MIT's GenCAD turns images into editable CAD programs
MIT researchers Md Ferdous Alam and Faez Ahmed release a demo, paper and code for an image-conditioned model that outputs full parametric CAD command histories.
By Ryan Merket ยท
Why it matters
For engineering teams, editable CAD is the source of truth. A model that maps images to parametric command histories could slot into real workflows: rapid reverse engineering, template generation, design exploration, and retrieval across past projects. It is also a pointer for founders building CAD copilots and PLM integrations: output the program, not just the geometry.

MIT researchers Md Ferdous Alam and Faez Ahmed have released GenCAD, a model that turns a single rendered image into a 3D solid and the full, editable CAD program that built it. The team put up a project page with an interactive demo, the paper, and the code.
The pair is building from MIT, and the work sits at the intersection of Ahmed's DECODE research focus on computational design tools and Alam's recent push on CAD representations. Their bet is that engineering workflows need models that generate the source code of geometry, not just meshes. As they write in the paper, GenCAD "does not merely generate a 3D solid but also the entire CAD program."
What is new
Most generative 3D systems output meshes or point clouds. Those are fine for visuals but lose the parametric constraints engineers use to modify, audit, and manufacture parts. GenCAD tackles that gap by predicting sequences of CAD commands (the program) that a geometry kernel can execute to produce a boundary-representation solid.
In their abstract, Alam and Ahmed frame the key idea: learn a joint representation between images and CAD command sequences, then generate in that latent space so the output is both accurate and modifiable.
How it works
GenCAD is a multi-stage system:
- An autoregressive transformer encoder learns latent representations of CAD command sequences.
- A contrastive model aligns latents from CAD programs and CAD images.
- A latent diffusion model generates CAD-program latents conditioned on images.
- A decoder converts those latents back into a sequence of parametric CAD commands.

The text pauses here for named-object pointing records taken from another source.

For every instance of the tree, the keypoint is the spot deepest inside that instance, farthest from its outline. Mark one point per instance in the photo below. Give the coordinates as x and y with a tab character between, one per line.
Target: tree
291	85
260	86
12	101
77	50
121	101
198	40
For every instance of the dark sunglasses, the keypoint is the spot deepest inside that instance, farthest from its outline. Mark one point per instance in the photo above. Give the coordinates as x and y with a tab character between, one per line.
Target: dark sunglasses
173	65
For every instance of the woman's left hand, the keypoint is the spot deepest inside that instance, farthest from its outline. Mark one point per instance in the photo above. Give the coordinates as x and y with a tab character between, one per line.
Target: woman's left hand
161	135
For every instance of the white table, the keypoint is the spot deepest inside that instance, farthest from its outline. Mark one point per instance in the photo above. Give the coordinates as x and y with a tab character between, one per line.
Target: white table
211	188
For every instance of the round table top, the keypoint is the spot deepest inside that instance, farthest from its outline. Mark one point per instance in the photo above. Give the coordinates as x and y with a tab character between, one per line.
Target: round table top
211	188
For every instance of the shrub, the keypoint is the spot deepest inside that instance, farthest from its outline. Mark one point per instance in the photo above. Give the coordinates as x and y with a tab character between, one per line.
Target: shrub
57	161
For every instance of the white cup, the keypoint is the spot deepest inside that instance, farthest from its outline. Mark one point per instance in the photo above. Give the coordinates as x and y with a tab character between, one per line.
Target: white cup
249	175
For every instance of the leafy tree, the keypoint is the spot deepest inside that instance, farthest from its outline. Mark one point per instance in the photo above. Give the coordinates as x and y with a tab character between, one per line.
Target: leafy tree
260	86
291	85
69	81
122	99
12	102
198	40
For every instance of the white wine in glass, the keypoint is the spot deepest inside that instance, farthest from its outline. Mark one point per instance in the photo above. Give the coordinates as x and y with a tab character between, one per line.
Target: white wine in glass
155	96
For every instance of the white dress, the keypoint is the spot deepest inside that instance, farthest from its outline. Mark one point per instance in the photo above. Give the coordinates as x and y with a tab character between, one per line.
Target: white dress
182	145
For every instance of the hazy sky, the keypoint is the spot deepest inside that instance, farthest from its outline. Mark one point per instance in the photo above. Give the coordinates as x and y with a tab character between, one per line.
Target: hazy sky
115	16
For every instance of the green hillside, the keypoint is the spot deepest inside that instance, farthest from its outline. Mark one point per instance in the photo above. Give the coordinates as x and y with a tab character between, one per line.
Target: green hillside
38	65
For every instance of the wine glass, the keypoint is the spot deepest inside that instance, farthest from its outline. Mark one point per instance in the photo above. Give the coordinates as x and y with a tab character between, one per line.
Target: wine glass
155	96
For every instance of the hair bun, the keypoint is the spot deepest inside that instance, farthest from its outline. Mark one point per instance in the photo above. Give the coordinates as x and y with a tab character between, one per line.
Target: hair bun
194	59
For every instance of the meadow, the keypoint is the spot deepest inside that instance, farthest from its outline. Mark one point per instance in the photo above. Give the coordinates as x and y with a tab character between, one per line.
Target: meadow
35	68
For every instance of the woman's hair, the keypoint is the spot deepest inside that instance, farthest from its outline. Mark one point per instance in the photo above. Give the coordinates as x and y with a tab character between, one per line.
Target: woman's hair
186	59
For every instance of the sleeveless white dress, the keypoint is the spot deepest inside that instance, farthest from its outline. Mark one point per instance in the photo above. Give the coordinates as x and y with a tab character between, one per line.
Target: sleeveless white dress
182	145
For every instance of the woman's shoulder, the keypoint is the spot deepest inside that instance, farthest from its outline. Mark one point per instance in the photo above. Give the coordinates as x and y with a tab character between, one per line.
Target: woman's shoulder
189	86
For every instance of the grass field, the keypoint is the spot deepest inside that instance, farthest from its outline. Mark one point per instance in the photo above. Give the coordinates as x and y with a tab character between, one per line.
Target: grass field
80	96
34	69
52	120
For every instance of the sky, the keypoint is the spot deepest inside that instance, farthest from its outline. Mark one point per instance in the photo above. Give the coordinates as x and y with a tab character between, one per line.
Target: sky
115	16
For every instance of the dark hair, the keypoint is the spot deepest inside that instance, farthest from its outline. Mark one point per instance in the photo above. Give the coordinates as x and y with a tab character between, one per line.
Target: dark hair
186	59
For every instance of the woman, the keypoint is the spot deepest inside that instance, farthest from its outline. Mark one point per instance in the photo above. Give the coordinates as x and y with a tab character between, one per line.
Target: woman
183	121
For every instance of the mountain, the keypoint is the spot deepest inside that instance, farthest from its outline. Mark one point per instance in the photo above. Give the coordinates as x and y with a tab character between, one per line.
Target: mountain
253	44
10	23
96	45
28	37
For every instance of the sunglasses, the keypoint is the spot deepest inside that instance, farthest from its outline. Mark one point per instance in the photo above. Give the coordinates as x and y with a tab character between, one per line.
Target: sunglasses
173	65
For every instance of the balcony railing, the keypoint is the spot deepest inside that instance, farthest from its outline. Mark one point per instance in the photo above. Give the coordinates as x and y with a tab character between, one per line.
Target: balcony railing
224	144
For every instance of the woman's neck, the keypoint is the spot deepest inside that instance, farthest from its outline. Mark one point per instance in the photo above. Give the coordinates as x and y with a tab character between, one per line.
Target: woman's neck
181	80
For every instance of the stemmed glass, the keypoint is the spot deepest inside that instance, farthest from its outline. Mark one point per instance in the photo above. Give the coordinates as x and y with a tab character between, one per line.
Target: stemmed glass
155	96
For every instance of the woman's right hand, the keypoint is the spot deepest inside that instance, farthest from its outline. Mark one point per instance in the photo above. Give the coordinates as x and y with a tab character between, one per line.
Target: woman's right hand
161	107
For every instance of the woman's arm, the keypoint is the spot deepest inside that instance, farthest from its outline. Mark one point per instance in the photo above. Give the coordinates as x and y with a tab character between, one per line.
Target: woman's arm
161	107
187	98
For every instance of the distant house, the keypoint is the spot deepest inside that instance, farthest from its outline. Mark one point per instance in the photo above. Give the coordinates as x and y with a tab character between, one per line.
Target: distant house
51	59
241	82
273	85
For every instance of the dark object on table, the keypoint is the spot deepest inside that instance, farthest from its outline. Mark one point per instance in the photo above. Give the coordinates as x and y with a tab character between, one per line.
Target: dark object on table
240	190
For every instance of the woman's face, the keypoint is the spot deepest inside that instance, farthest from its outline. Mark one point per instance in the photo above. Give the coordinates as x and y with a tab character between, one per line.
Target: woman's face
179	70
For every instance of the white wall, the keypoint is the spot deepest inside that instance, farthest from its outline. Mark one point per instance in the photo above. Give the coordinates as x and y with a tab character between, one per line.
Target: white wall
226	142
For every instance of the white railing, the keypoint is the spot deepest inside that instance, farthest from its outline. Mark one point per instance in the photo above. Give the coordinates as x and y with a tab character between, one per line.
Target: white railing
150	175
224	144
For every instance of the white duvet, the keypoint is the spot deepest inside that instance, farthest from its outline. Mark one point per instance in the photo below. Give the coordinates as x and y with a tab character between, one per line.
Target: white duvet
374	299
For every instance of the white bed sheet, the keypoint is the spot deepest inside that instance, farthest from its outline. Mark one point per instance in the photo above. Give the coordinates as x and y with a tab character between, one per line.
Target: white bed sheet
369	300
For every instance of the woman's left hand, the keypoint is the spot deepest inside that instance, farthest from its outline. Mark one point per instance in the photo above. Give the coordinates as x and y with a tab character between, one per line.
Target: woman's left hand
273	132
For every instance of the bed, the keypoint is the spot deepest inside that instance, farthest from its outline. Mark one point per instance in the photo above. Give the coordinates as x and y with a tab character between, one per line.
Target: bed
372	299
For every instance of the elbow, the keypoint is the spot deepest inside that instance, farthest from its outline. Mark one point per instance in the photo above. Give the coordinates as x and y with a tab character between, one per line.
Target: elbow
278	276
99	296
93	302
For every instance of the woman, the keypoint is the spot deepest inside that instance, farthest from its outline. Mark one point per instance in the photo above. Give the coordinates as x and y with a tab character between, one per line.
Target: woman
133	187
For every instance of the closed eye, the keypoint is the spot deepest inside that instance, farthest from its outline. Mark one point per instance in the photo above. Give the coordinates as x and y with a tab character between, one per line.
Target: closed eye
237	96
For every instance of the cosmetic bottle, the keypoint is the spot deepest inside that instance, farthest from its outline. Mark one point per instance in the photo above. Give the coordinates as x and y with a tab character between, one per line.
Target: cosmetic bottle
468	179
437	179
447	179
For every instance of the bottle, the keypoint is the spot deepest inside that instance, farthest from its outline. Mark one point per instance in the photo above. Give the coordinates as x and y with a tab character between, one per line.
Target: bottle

This pipeline lets the model produce multiple valid programs for a single image (they showcase sample diversity on the project page) and retrieve similar programs from a library. In one retrieval demo, they surface the top-3 candidates from a collection of roughly 7,000 CAD programs.
What ships today
- A public project page with examples and an interactive teaser.
- The full arXiv paper detailing architecture and results.
- An open GitHub repo with code.
- A short video overview.
Why this line of work
The authors argue that data availability has pushed the field toward meshes and voxels, which are easier to collect but miss what makes CAD useful in engineering: parametric constraints and editability. By predicting the command history itself, GenCAD outputs something teams can tweak, parameter sweep, version, and pass along in a downstream toolchain.
For operators building design tools, that is the wedge: you can imagine image-to-CAD as an onboarding step, a copilot that returns an editable starting point instead of a dead-end mesh, or a search layer that treats past CAD programs as building blocks.